You'll pay from around £22,000 for an entry-level 2.0 TDCi diesel model with front wheel drive and 140PS. Getting the same car with AWD would involve a price premium of around £1,500 and you can also pay a further £1,500 to get the Powershift 6-speed auto transmission. There's quite a price hike from here if you want the 163PS version of this engine as it only comes with AWD and the pricier trim levels. As for equipment, well a typical mid-range car will get fold-flat seats, reclining rear seats, adjustable load floor, Ford SYNC with Audible Text Messaging and Emergency Assist, Visual AWD Monitor, Electronic Power Assisted Steering, Hill Start Assist and enhanced Cruise Control with Active Speed Limiter as standard. Other interesting bits? Well, the Kuga is also available with keyless access, plus you can open and close the tailgate by waving your foot about under the bumper. On the safety side, there's a maximum five-star rating by Euro NCAP after achieving an overall protection score of 88 per cent, the highest-ever for a mid-sized SUV. Euro NCAP also awarded an Advanced reward for Ford SYNC with Emergency Assistance. Upon detecting airbag deployment or activation of the emergency fuel shut-off within the car, Emergency Assistance uses the on-board GPS locator and Bluetooth-paired device to set up an emergency call and provide GPS co-ordinates, in the local language where the car is being driven. That's pretty clever stuff.

Cost of Ownership

How spoiled we are. These days we expect our cars to be bigger and faster, with more equipment and better build quality. We want more effective air conditioning, power outlets everywhere and brighter headlights. We want all of that but we also want to spend less on fuel and emit less carbon dioxide. Which, when you think about it, is quite a trick to pull off. We almost take it for granted that we have our cakes and eat them too and this Kuga is a case in point. The Kuga features an all-turbocharged engine line up where diesel engine fuel economy has been improved by 10 per cent, a figure that could have been higher had the Auto-Start-Stop system you get on the petrol models been fitted, one of those set-ups that cuts the engine when you don't need it. Still, the all-wheel drive diesel variants return 47.9mpg and 154g/km CO2 or 45.6mpg and 162g/km if you choose the Powershift auto 'box. Ford's low-emission ECOnetic Technology available across the line-up features Eco Mode, Gear Shift Indicator and an Active Grille Shutter that reduces drag and cuts fuel consumption. Residual values are excellent, with three year/36,000 mile figures for the entry level car hovering around 53 per cent. The three/year/60,000 mile Ford warranty isn't the industry's most generous but reliability of all of these drivetrains has thus far been extremely good.

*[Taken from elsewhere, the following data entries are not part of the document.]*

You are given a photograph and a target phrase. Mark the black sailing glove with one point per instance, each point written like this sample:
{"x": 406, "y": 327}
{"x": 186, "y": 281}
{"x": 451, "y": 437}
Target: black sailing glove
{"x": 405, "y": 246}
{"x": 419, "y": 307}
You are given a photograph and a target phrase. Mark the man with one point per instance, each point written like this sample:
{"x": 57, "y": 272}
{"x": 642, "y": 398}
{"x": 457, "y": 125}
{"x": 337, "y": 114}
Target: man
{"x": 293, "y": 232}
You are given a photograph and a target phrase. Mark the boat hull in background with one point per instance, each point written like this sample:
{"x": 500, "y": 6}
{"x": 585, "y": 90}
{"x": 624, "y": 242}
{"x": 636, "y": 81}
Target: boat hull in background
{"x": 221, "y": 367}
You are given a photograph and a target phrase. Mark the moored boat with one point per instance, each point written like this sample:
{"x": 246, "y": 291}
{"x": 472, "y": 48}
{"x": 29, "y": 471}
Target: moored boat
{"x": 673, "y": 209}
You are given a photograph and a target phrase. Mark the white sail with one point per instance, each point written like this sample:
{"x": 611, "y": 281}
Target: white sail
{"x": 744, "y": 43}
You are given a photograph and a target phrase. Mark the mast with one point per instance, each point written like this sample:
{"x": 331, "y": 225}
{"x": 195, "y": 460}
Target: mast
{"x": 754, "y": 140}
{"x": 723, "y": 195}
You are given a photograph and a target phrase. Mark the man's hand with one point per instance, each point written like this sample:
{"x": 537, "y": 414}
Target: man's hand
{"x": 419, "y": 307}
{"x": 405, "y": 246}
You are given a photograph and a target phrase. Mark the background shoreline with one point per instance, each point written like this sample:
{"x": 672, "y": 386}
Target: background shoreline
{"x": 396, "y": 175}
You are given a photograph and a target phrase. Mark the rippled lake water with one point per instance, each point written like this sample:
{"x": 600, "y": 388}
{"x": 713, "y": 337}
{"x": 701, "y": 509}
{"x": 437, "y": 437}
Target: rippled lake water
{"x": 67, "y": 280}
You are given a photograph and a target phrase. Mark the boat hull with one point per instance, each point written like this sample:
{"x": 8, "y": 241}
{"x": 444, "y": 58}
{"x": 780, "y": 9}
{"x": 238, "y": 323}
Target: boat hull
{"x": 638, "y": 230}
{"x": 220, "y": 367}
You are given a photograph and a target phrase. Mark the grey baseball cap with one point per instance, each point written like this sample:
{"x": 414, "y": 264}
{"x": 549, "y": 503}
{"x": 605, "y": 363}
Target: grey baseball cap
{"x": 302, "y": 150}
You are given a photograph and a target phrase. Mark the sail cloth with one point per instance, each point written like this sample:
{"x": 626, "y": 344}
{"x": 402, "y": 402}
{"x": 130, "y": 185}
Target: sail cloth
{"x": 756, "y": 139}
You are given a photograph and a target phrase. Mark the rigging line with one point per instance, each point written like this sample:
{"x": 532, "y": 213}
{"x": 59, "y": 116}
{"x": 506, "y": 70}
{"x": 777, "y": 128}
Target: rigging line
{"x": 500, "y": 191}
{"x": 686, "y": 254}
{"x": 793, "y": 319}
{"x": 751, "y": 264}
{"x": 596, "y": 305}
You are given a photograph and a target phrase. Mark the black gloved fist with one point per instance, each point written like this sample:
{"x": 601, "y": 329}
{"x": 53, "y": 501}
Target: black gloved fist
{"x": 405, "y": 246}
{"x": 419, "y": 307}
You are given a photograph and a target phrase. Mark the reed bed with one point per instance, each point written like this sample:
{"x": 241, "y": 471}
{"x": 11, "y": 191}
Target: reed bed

The Ford Kuga is a car that rewards a bit of time spent with it. Look at it superficially and it's fairly easy to find rivals with more space, that drive a bit more sharply, that offer better fuel economy, wear a more prestigious badge or feel posher inside. But when you try to find the car that combines all of these qualities into one, it becomes a bit more difficult and gradually the Ford emerges as a real contender, especially in the 2.0 TDCi diesel form that most UK customers will choose. Of course, it'll have its work cut out. There's some real talent in this compact SUV division and often the decision will come down to something as straightforward as whether you like the styling, whether you can get a discount, or how close your dealer is to you. If you're drawing up a shortlist, by all means put the Kia Sportage, the Mazda CX-5 and the Nissan Qashqai on it. But you'd be missing a trick if you didn't compare them to this latest Ford Kuga. It might just have 'em all covered.